L’article 4 concernant les partis politiques précise: « Ils contribuent à la mise en œuvre du
principe énoncé au dernier alinéa de l’article 3 dans les conditions déterminées par la
loi. »
La portée de la loi du 6 juin 2000, ainsi que la nature plus ou moins contraignante de ses
dispositions, varie selon le type d’élection.

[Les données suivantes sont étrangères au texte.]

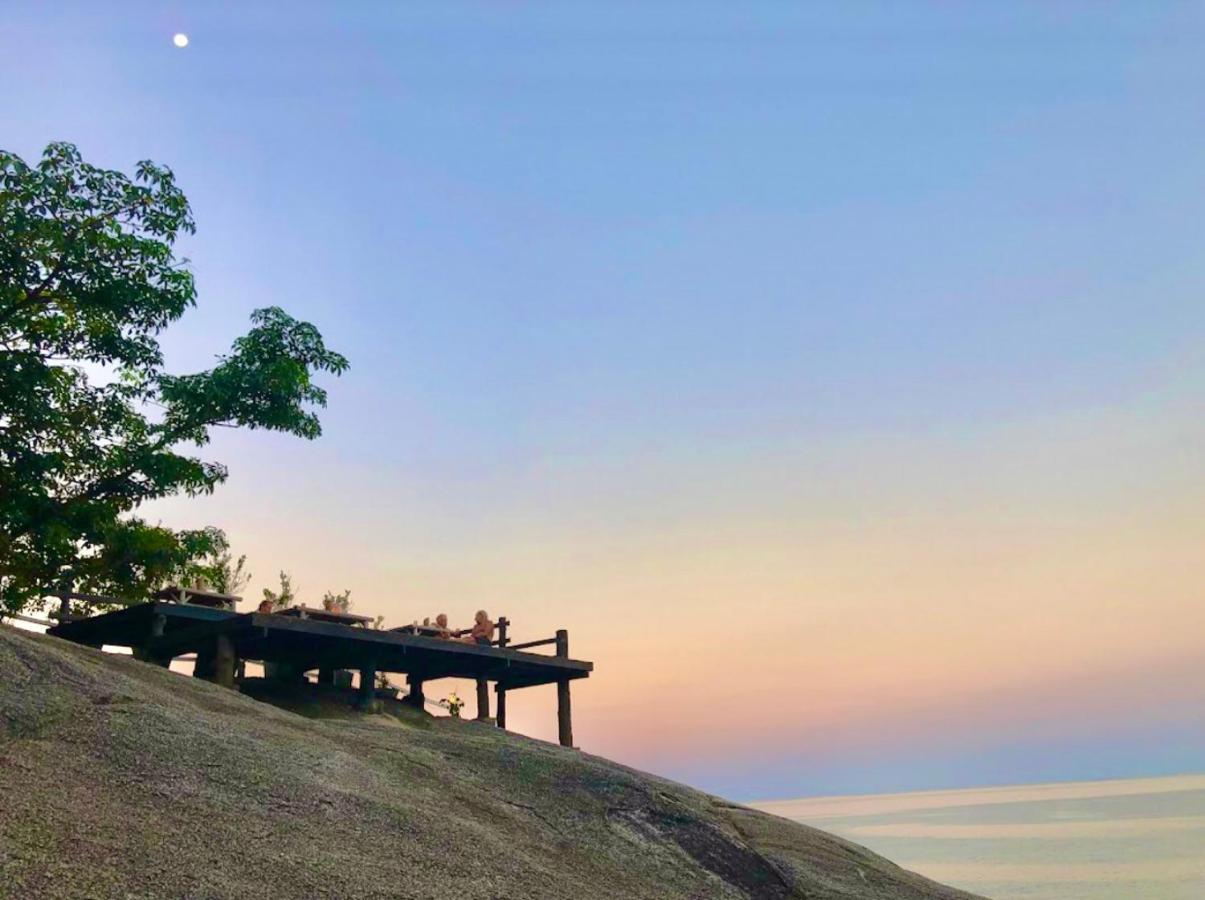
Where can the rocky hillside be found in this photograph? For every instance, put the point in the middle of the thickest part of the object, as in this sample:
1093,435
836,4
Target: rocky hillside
118,778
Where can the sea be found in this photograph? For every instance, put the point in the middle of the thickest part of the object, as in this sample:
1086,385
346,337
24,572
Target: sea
1140,839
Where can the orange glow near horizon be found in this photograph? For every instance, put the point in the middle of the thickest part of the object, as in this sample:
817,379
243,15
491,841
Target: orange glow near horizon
826,598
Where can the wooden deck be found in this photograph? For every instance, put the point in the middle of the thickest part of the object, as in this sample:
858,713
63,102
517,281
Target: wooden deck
159,631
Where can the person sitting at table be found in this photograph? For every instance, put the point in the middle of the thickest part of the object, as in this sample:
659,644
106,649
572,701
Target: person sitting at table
482,631
441,627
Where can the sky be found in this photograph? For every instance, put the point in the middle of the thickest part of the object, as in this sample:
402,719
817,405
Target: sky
833,372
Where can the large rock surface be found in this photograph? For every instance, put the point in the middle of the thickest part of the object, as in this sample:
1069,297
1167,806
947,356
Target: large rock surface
118,778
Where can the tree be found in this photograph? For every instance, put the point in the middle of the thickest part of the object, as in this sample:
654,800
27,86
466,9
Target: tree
286,596
90,424
336,603
227,574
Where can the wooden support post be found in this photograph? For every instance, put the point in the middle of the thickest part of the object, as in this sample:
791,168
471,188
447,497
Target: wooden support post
146,652
224,662
564,715
204,666
368,688
415,698
482,699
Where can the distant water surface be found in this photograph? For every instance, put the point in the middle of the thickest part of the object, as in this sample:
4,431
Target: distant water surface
1140,839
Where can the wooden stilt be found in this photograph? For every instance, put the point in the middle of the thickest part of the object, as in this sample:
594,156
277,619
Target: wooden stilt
224,662
368,689
415,698
482,699
205,663
564,713
146,652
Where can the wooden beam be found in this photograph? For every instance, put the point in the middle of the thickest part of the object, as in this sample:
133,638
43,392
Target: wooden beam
564,713
366,700
541,642
224,660
482,699
415,698
205,664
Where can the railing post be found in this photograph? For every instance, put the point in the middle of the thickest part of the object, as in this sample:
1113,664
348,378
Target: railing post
564,715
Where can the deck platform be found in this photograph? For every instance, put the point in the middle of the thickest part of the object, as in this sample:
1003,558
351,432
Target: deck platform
159,631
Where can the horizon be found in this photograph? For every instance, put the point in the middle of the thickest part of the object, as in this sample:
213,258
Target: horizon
833,376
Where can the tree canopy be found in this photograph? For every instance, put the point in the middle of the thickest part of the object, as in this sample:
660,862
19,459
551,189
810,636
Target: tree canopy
90,423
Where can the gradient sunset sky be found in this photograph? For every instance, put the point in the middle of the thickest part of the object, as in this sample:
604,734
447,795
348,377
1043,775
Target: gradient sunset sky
834,372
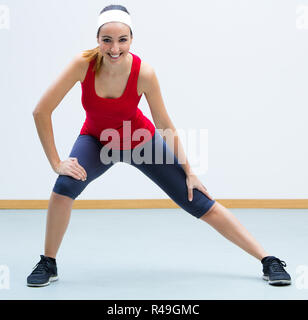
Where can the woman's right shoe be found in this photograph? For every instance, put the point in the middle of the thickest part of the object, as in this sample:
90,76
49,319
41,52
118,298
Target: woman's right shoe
43,272
274,272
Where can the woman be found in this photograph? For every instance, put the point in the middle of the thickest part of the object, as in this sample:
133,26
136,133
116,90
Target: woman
113,80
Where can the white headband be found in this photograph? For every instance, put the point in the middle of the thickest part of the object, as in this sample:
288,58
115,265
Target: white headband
114,16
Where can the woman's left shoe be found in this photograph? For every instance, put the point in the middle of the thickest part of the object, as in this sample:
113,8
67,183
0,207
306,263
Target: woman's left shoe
274,272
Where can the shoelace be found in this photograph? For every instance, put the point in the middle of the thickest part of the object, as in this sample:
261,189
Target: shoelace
40,267
278,265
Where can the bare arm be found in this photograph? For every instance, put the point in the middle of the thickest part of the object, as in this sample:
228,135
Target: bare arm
160,115
49,101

La loi prévoit la parité alternée pour les
élections à un tour comme les européennes et les sénatoriales à la proportionnelle. La
parité par tranches de six s’applique aux élections à deux tours comme les municipales
(dans les communes de 3 500 habitants et plus) et les régionales. Concernant ce dernier
scrutin, une modification est intervenue après le retour de la droite au pouvoir et les
régionales de 2004 ont également respecté la parité alternée. La loi impose pour ces
divers types de scrutin des contraintes effectives dans la mesure où les listes qui ne sont
pas paritaires ne sont tout simplement pas enregistrées. En revanche, pour les élections
législatives, le système n’est qu’incitatif. Les partis qui ne présentent pas 50 % de
candidates obtiennent un moindre financement public. Ils sont donc parfaitement libres
de préférer désigner des hommes et, donc, recevoir moins d’argent.
En 1946, on comptait 5.6% de femmes à l’Assemblée Nationale. Elles ne représentaient plus
que 1.6% de 1958 à 1973. Leur participation était remontée à 5.9% en 1993 et 10.9% en 1997.
Aujourd’hui, avec 12.3%, la France est loin derrière la Suède (45.3%), l’Espagne (36%),
l’Allemagne (31.8%) et le Royaume-Uni (19%).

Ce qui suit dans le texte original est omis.